In Egypt, soaring food prices triggered violent protests in some areas in the country this year. This prompted the government to raise public sector salaries by 30 percent and then nudge up fuel prices to finance the wage increase.
With the economy growing at its fastest pace in decades, rising inflation has emerged as a tough challenge for the government in a country that has low per capita income and high poverty relative to other Middle East nations.
Urban inflation soared to a fresh 16-year high of 23.6 percent in the year to August – led by food and fuel price rises – piling pressure on the central bank to raise interest rates for the sixth time this year.
“Globally, commodity prices are rising in manner not seen since the 1990s, Ziada pointed out. “The most significant impact of this rise is reflected on food prices because these are the biggest component of the CPI [consumer price index].
“Because Egypt imports most of its food products, we’ve seen a structural shift in inflation, and it’s here to stay, he added. “Inflation might slowdown in the next year, but still double digits will stay in the year, and single high digits will stay in 2010.
Hiking fuel prices last May by almost 35 percent further boosted inflation rates, he continued.
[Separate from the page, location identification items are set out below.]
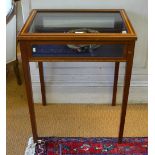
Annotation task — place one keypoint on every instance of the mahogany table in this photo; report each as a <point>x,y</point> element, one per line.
<point>77,36</point>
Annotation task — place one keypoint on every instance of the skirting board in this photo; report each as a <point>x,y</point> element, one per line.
<point>86,95</point>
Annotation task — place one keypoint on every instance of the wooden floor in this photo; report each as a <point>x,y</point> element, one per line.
<point>66,120</point>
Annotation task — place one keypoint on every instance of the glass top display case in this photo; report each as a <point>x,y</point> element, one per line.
<point>77,36</point>
<point>80,25</point>
<point>58,22</point>
<point>77,24</point>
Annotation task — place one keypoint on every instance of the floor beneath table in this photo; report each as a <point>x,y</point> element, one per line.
<point>66,120</point>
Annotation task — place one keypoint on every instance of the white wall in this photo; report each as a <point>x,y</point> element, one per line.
<point>92,82</point>
<point>11,40</point>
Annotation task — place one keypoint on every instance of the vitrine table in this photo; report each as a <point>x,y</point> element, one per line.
<point>77,36</point>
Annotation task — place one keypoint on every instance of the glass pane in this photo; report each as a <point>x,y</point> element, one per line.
<point>78,51</point>
<point>78,22</point>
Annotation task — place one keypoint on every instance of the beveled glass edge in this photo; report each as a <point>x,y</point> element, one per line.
<point>24,32</point>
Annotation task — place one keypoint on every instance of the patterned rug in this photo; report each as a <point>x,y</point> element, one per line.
<point>93,146</point>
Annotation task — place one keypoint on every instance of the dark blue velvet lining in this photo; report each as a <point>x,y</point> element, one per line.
<point>64,51</point>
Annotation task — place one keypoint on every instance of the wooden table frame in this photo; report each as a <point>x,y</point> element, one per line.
<point>26,41</point>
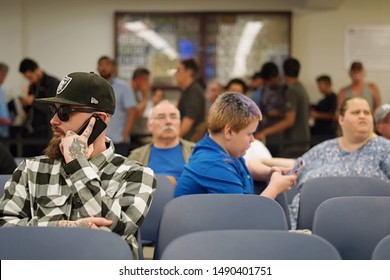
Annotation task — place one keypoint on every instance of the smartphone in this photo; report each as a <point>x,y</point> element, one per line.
<point>98,128</point>
<point>297,167</point>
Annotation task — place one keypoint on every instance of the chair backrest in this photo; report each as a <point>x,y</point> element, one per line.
<point>249,245</point>
<point>18,160</point>
<point>163,194</point>
<point>3,179</point>
<point>382,249</point>
<point>354,225</point>
<point>54,243</point>
<point>318,190</point>
<point>202,212</point>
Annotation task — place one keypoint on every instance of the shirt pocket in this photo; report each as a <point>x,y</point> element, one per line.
<point>52,197</point>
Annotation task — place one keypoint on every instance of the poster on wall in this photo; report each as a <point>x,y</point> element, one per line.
<point>369,44</point>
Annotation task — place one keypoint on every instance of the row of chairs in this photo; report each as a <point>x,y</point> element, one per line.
<point>200,213</point>
<point>214,212</point>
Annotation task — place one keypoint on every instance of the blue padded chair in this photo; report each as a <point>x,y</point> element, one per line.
<point>382,249</point>
<point>18,160</point>
<point>54,243</point>
<point>163,194</point>
<point>249,245</point>
<point>354,225</point>
<point>202,212</point>
<point>318,190</point>
<point>3,179</point>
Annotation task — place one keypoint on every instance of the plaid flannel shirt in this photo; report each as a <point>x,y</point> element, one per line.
<point>42,192</point>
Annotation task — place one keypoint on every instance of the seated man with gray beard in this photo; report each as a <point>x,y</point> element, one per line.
<point>167,153</point>
<point>78,183</point>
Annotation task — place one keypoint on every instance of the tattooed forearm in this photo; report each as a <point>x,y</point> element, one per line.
<point>78,149</point>
<point>82,224</point>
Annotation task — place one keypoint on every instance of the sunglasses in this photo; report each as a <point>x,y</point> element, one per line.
<point>63,113</point>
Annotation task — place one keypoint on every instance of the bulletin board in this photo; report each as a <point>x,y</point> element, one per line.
<point>225,45</point>
<point>369,44</point>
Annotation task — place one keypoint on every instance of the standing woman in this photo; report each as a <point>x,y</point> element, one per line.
<point>359,87</point>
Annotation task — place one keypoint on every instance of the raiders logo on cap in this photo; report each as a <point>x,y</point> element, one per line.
<point>63,84</point>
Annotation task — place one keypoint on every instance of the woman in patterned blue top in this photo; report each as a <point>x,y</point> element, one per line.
<point>358,152</point>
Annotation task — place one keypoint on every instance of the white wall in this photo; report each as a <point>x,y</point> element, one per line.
<point>318,42</point>
<point>66,36</point>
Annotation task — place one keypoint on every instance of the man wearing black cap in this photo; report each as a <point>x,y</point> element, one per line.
<point>76,184</point>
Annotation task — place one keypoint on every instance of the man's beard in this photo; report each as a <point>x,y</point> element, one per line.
<point>53,149</point>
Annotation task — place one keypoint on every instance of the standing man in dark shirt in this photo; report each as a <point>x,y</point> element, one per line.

While international prices for agricultural products, such as wheat, were retreating, Ziada said this is not fully reflected locally.
The Reuters-Jeffries CRB index, a global commodities benchmark, is trading at its lowest level since last October, after markets like gold, copper, wheat, corn and soybeans gave back most of the gains they made earlier this year.
“This [global price decline] is not fully transmitted locally, but it will be felt eventually but not with the same magnitude as with international markets, Ziada explained.
While fear the world’s economy could be slipping into stagflation continues to mount, some voices see a glimmer of hope. “The global economy is still growing despite everything, said Angus Blair, head of research at Beltone Financial. “If the bailouts in the US work out.we’ll have a slowdown rather than global recession because other emerging markets are still growing.
Blair remains bullish on Egypt and believes a 6 percent growth in Egypt in fiscal year 08/09 is still good enough vis-à-vis other growth rates in other markets. “This is still very good growth, and Egypt will continue to be attractive. Assuming the bailout plan works in the US, I remain optimistic that we will get through this.
Other economists deem sustainable FDI figures Egypt’s lifeboat out of the turbulent waters of the global economy. “We need those FDI figures to be able to weather the storm we are going through, said Hisham El Khazindar, managing director of Citadel Capital. “This will take sound reform policies.and not crowd cheering [statements].
Signals sent by our government such as changing tax structure in the free zones and the flip-flopping of Agrium are not good signals for our FDI, he added.
One way to sustain FDI figures is to move ahead with the Cabinet’s privatization program, suggested Mohamed Taymour, chairman of Pharos Holding for Financial Investments.
“We need a more realistic and pragmatic way in performing privatization. We need to improve the FDI environment in Egypt and show that we mean business and that privatization will continue, he pointed out. “We need to privatize three to five businesses to show investors that Egypt is open for business.
However, as the government attempts to move towards privatization, it bumps into a relentless public outcry. “If the government is going to privatize, it [has to] earmark proceeds into sectors that will positively affect the public right away such as education, healthcare and infrastructure projects, Taymour added.